India’s largest oil and gas producer is diversifying its portfolio through new joint ventures in petrochemicals trading and specialised energy logistics.

India’s Oil and Natural Gas Corporation is embarking on a series of expansion projects to broaden its footprint in petrochemicals trading and energy logistics, as the state-run company seeks to diversify beyond oil and gas production. ONGC, along with group companies MRPL and OPaL, is in the process of establishing a petrochemicals trading joint venture, including third-party sales, following board approvals at both companies, with the formation currently awaiting government approval.
The company has also entered specialised energy logistics through two joint venture companies formed with Mitsui O.S.K. Lines of Japan for the shipment of ethane. ONGC contributes around 73 per cent of India’s crude oil production and roughly 58 per cent of its natural gas production.
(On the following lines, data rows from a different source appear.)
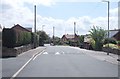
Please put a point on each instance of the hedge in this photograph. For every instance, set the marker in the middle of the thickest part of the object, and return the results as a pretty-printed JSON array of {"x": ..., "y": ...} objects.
[
  {"x": 8, "y": 37},
  {"x": 13, "y": 38}
]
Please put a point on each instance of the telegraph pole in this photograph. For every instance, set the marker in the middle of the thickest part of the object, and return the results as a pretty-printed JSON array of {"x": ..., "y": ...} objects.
[
  {"x": 34, "y": 26},
  {"x": 74, "y": 28},
  {"x": 108, "y": 22},
  {"x": 53, "y": 35},
  {"x": 35, "y": 18}
]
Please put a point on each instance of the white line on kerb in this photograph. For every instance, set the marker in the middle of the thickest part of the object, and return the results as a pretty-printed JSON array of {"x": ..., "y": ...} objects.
[
  {"x": 33, "y": 57},
  {"x": 22, "y": 67},
  {"x": 37, "y": 56}
]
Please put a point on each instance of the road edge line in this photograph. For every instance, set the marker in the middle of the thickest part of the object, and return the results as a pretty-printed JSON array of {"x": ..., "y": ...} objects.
[{"x": 25, "y": 65}]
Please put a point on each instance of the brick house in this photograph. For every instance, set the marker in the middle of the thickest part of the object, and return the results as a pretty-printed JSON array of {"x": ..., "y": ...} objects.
[
  {"x": 68, "y": 39},
  {"x": 18, "y": 27}
]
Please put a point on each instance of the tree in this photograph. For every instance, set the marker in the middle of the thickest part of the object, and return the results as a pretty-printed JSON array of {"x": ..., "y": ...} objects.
[
  {"x": 81, "y": 39},
  {"x": 98, "y": 34}
]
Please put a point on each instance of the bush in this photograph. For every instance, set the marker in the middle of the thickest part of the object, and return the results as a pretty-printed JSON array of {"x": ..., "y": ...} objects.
[
  {"x": 113, "y": 46},
  {"x": 8, "y": 38},
  {"x": 14, "y": 38},
  {"x": 110, "y": 40}
]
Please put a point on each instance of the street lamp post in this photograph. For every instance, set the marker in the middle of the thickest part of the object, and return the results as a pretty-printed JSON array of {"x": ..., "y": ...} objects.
[
  {"x": 43, "y": 27},
  {"x": 108, "y": 22},
  {"x": 53, "y": 35}
]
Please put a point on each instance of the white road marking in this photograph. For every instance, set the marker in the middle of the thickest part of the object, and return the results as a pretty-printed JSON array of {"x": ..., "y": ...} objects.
[
  {"x": 37, "y": 56},
  {"x": 22, "y": 67},
  {"x": 57, "y": 53},
  {"x": 33, "y": 57},
  {"x": 45, "y": 53}
]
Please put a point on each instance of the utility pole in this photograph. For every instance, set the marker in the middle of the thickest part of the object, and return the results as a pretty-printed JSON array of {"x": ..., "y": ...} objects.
[
  {"x": 74, "y": 28},
  {"x": 34, "y": 26},
  {"x": 53, "y": 35},
  {"x": 35, "y": 18},
  {"x": 108, "y": 22},
  {"x": 43, "y": 27}
]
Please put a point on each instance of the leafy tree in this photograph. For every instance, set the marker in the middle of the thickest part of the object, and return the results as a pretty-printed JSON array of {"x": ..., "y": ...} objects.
[{"x": 98, "y": 34}]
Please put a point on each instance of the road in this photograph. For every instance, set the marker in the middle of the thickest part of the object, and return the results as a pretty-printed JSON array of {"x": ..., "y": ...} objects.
[{"x": 66, "y": 61}]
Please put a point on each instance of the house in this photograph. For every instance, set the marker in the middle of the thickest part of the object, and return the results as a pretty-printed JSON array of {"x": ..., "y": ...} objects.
[
  {"x": 70, "y": 39},
  {"x": 18, "y": 27},
  {"x": 115, "y": 34}
]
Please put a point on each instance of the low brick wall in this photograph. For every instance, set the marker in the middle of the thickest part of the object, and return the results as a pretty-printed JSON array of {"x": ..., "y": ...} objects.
[
  {"x": 13, "y": 52},
  {"x": 110, "y": 50}
]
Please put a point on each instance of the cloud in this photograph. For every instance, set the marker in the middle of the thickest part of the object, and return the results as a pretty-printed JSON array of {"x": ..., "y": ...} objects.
[{"x": 13, "y": 13}]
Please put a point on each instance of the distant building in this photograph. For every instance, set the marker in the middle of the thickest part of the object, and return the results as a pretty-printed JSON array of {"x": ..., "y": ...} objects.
[
  {"x": 87, "y": 38},
  {"x": 18, "y": 27},
  {"x": 68, "y": 37},
  {"x": 115, "y": 34}
]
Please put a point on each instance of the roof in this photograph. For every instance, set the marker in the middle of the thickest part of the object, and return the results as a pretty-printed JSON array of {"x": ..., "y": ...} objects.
[
  {"x": 113, "y": 32},
  {"x": 68, "y": 36},
  {"x": 18, "y": 27}
]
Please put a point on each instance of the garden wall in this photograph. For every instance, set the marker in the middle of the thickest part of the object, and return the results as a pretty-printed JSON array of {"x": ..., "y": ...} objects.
[{"x": 110, "y": 50}]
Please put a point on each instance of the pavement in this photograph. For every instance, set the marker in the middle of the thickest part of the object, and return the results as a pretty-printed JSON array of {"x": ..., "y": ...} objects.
[
  {"x": 62, "y": 61},
  {"x": 13, "y": 64},
  {"x": 112, "y": 58},
  {"x": 66, "y": 61}
]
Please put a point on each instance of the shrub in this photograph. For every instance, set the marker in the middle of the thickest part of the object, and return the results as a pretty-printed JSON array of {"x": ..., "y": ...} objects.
[
  {"x": 111, "y": 46},
  {"x": 8, "y": 37},
  {"x": 110, "y": 40},
  {"x": 13, "y": 38}
]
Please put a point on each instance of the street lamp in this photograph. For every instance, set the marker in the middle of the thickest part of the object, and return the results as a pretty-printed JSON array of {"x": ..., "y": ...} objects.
[
  {"x": 108, "y": 21},
  {"x": 43, "y": 27},
  {"x": 53, "y": 35}
]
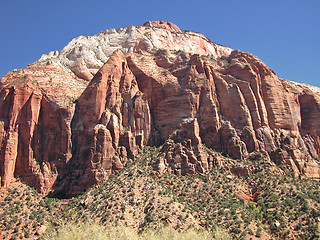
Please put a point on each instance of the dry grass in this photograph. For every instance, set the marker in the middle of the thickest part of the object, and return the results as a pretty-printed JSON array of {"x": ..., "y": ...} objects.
[{"x": 86, "y": 231}]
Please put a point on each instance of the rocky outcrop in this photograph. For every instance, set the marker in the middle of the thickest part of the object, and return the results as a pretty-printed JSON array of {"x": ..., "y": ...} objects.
[
  {"x": 35, "y": 116},
  {"x": 163, "y": 86},
  {"x": 111, "y": 114}
]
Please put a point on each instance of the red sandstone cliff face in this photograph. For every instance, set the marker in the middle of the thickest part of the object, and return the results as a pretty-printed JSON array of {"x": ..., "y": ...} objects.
[{"x": 232, "y": 103}]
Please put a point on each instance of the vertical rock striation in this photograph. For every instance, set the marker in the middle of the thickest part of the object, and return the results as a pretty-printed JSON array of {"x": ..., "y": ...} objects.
[{"x": 72, "y": 118}]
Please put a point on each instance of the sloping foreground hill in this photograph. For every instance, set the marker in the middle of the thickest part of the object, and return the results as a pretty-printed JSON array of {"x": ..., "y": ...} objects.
[{"x": 265, "y": 203}]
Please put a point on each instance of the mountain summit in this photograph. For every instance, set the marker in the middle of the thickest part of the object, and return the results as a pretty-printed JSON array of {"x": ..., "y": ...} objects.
[{"x": 74, "y": 117}]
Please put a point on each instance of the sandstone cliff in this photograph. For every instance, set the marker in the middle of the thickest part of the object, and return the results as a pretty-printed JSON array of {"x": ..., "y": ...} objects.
[{"x": 72, "y": 118}]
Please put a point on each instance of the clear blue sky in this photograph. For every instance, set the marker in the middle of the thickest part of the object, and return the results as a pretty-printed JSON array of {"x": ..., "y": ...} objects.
[{"x": 284, "y": 34}]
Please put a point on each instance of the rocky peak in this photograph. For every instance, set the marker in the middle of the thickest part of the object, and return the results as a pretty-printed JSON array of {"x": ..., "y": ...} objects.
[
  {"x": 72, "y": 118},
  {"x": 163, "y": 24},
  {"x": 85, "y": 55}
]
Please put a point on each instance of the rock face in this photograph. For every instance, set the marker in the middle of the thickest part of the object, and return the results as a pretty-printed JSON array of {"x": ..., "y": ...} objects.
[{"x": 150, "y": 85}]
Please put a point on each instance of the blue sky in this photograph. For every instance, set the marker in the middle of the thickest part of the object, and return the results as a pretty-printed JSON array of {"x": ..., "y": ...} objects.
[{"x": 284, "y": 34}]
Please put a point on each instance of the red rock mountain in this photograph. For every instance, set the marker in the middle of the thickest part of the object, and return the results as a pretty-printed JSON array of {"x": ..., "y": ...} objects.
[{"x": 73, "y": 117}]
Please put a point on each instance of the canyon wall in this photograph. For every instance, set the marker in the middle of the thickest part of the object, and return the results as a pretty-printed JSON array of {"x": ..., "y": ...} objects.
[{"x": 66, "y": 125}]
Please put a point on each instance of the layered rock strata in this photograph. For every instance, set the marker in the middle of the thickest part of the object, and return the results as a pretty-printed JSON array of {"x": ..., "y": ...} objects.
[{"x": 163, "y": 87}]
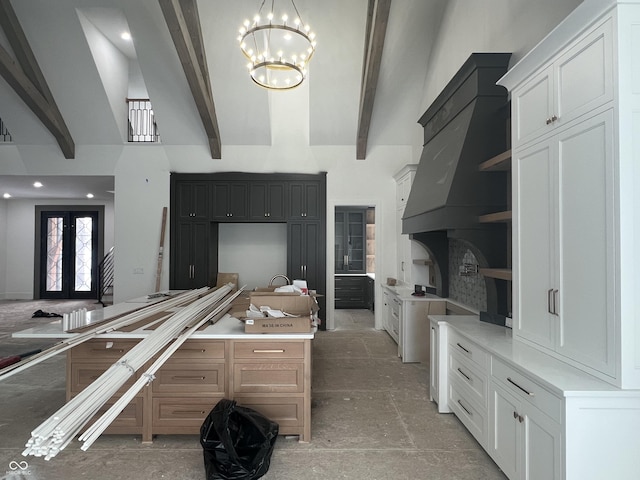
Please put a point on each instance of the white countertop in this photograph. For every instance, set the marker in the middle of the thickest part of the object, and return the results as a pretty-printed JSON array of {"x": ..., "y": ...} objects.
[
  {"x": 227, "y": 327},
  {"x": 404, "y": 293},
  {"x": 559, "y": 377}
]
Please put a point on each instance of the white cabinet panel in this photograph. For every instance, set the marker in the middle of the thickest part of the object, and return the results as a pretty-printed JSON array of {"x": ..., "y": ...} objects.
[
  {"x": 586, "y": 244},
  {"x": 533, "y": 106},
  {"x": 565, "y": 244},
  {"x": 533, "y": 245}
]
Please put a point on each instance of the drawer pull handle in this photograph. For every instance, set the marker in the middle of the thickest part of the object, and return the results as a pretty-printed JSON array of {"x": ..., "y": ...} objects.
[
  {"x": 465, "y": 375},
  {"x": 531, "y": 394},
  {"x": 465, "y": 408}
]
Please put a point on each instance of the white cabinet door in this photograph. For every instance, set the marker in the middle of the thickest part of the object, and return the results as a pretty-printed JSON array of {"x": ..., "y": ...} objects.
[
  {"x": 541, "y": 446},
  {"x": 533, "y": 236},
  {"x": 584, "y": 75},
  {"x": 404, "y": 252},
  {"x": 523, "y": 441},
  {"x": 532, "y": 105},
  {"x": 565, "y": 244},
  {"x": 504, "y": 431},
  {"x": 586, "y": 244},
  {"x": 574, "y": 84},
  {"x": 433, "y": 362}
]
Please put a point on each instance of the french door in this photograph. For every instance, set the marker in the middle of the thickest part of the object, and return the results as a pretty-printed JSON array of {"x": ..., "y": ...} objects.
[{"x": 68, "y": 254}]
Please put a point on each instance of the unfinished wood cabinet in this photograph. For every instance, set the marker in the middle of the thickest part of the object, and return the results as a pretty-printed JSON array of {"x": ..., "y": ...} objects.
[
  {"x": 270, "y": 376},
  {"x": 274, "y": 378}
]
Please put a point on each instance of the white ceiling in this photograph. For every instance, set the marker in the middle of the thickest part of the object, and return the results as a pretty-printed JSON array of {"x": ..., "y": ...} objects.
[{"x": 326, "y": 106}]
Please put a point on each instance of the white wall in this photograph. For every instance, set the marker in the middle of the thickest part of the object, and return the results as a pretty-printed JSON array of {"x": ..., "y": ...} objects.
[
  {"x": 19, "y": 245},
  {"x": 514, "y": 26},
  {"x": 3, "y": 246},
  {"x": 255, "y": 251}
]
ONGC’s chairman and chief executive officer Arun Kumar Singh told an investors’ call on May 27, 2026, that higher oil prices would provide an incentive to boost exploration activity and raise the share of domestic oil and gas production, noting that the global oil price outlook for the next two years was more favourable than the preceding two years. The company is executing approximately USD 3.4 billion of projects in the Western Offshore, which contributes roughly 60 per cent of ONGC’s oil output and 70 per cent of its gas. The company recorded a 5.3 per cent year-on-year fall in crude production to 4.45 million metric tonnes in the January to March 2026 quarter, reflecting reservoir complexities and the impact of the West Asia crisis on pipeline replacement projects. Crude production for the full year 2025-26 fell 1.1 per cent year-on-year to 18.36 million metric tonnes.